Hedge fund activity in GATX Corporation (NYSE:GATX)

Heading into the second quarter of 2020, a total of 13 of the hedge funds tracked by Insider Monkey were bullish on this stock, a change of -38% from one quarter earlier. On the other hand, there were a total of 11 hedge funds with a bullish position in GATX a year ago. So, let’s review which hedge funds were among the top holders of the stock and which hedge funds were making big moves.

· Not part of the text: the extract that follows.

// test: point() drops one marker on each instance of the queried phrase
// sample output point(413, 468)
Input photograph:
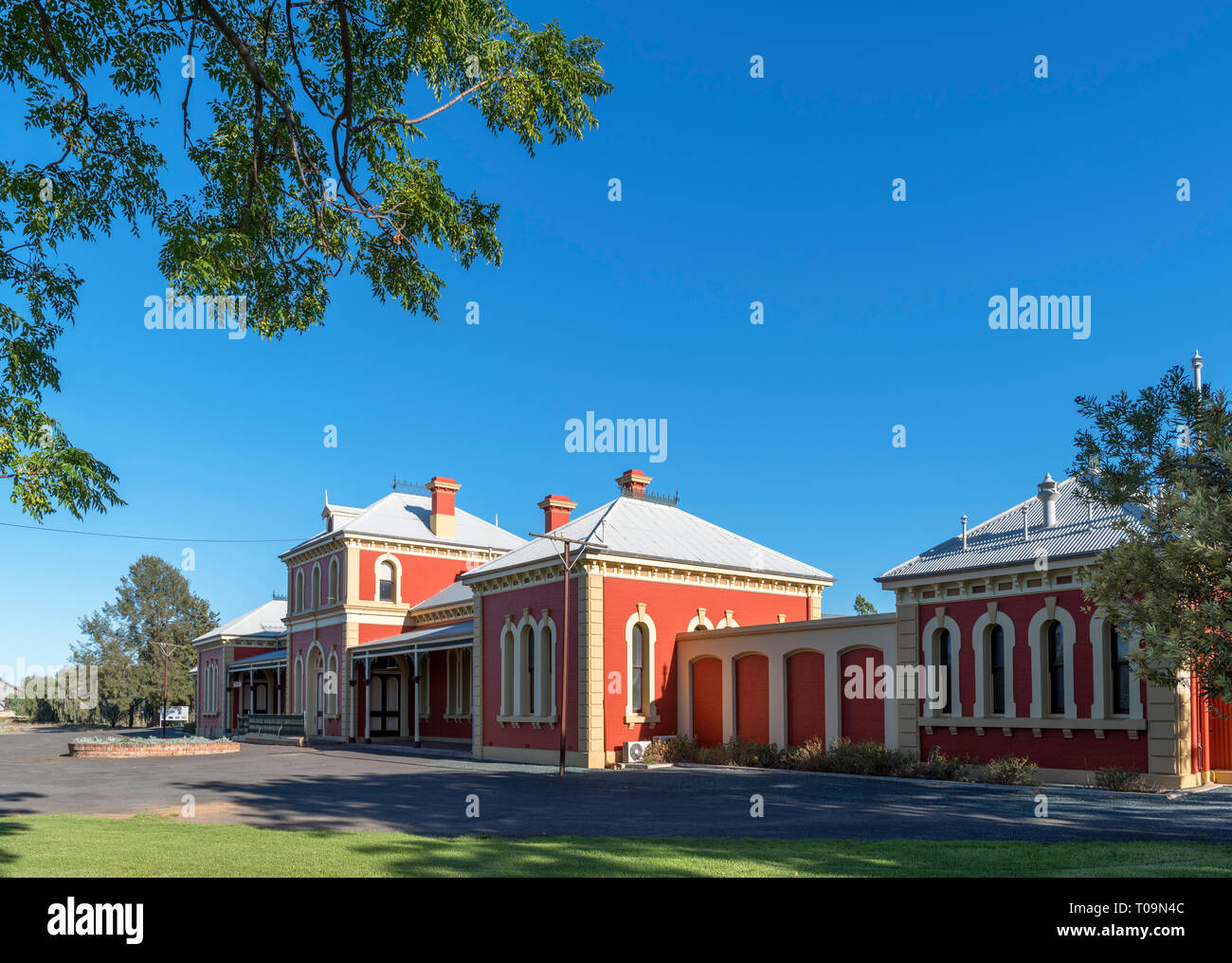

Is GATX A Good Stock To Buy?

According to publicly available hedge fund and institutional investor holdings data compiled by Insider Monkey, Mario Gabelli’s GAMCO Investors has the largest position in GATX Corporation (NYSE:GATX), worth close to $127.4 million, corresponding to 1.5% of its total 13F portfolio. On GAMCO Investors’s heels is Citadel Investment Group, led by Ken Griffin, holding a $12.1 million position; less than 0.1%% of its 13F portfolio is allocated to the company. Some other professional money managers that hold long positions comprise Cliff Asness’s AQR Capital Management, David Harding’s Winton Capital Management and Gregg Moskowitz’s Interval Partners. In terms of the portfolio weights assigned to each position Spindletop Capital allocated the biggest weight to GATX Corporation (NYSE:GATX), around 1.63% of its 13F portfolio. GAMCO Investors is also relatively very bullish on the stock, setting aside 1.51 percent of its 13F equity portfolio to GATX.

Judging by the fact that GATX Corporation (NYSE:GATX) has faced falling interest from the smart money, we can see that there lies a certain “tier” of hedge funds that slashed their entire stakes by the end of the first quarter. It’s worth mentioning that Israel Englander’s Millennium Management dumped the largest investment of the 750 funds watched by Insider Monkey, valued at about $2 million in stock. Paul Marshall and Ian Wace’s fund, Marshall Wace LLP, also dropped its stock, about $2 million worth. These transactions are intriguing to say the least, as total hedge fund interest was cut by 8 funds by the end of the first quarter.

Let’s go over hedge fund activity in other stocks similar to GATX Corporation (NYSE:GATX). We will take a look at Franklin Electric Co. (NASDAQ:FELE), Sprouts Farmers Market Inc (NASDAQ:SFM), Axsome Therapeutics, Inc. (NASDAQ:AXSM), and MyoKardia, Inc. (NASDAQ:MYOK). This group of stocks’ market valuations are similar to GATX’s market valuation.

Ticker No of HFs with positions Total Value of HF Positions (x1000) Change in HF Position
FELE 16 174928 2
SFM 30 312185 0
AXSM 24 457937 -1
MYOK 33 562366 7
Average 25.75 376854 2

View table here if you experience formatting issues.

As you can see these stocks had an average of 25.75 hedge funds with bullish positions and the average amount invested in these stocks was $377 million. That figure was $169 million in GATX’s case. MyoKardia, Inc. (NASDAQ:MYOK) is the most popular stock in this table. On the other hand Franklin Electric Co. (NASDAQ:FELE) is the least popular one with only 16 bullish hedge fund positions. Compared to these stocks GATX Corporation (NYSE:GATX) is even less popular than FELE. Hedge funds dodged a bullet by taking a bearish stance towards GATX. Our calculations showed that the top 10 most popular hedge fund stocks returned 41.4% in 2019 and outperformed the S&P 500 ETF (SPY) by 10.1 percentage points. These stocks gained 13.3% in 2020 through June 25th but managed to beat the market by 16.8 percentage points. Unfortunately GATX wasn’t nearly as popular as these 10 stocks (hedge fund sentiment was very bearish); GATX investors were disappointed as the stock returned -3.1% during the second quarter (through June 25th) and underperformed the market. If you are interested in investing in large cap stocks with huge upside potential, you should check out the top 10 most popular stocks among hedge funds as most of these stocks already outperformed the market so far in 2020.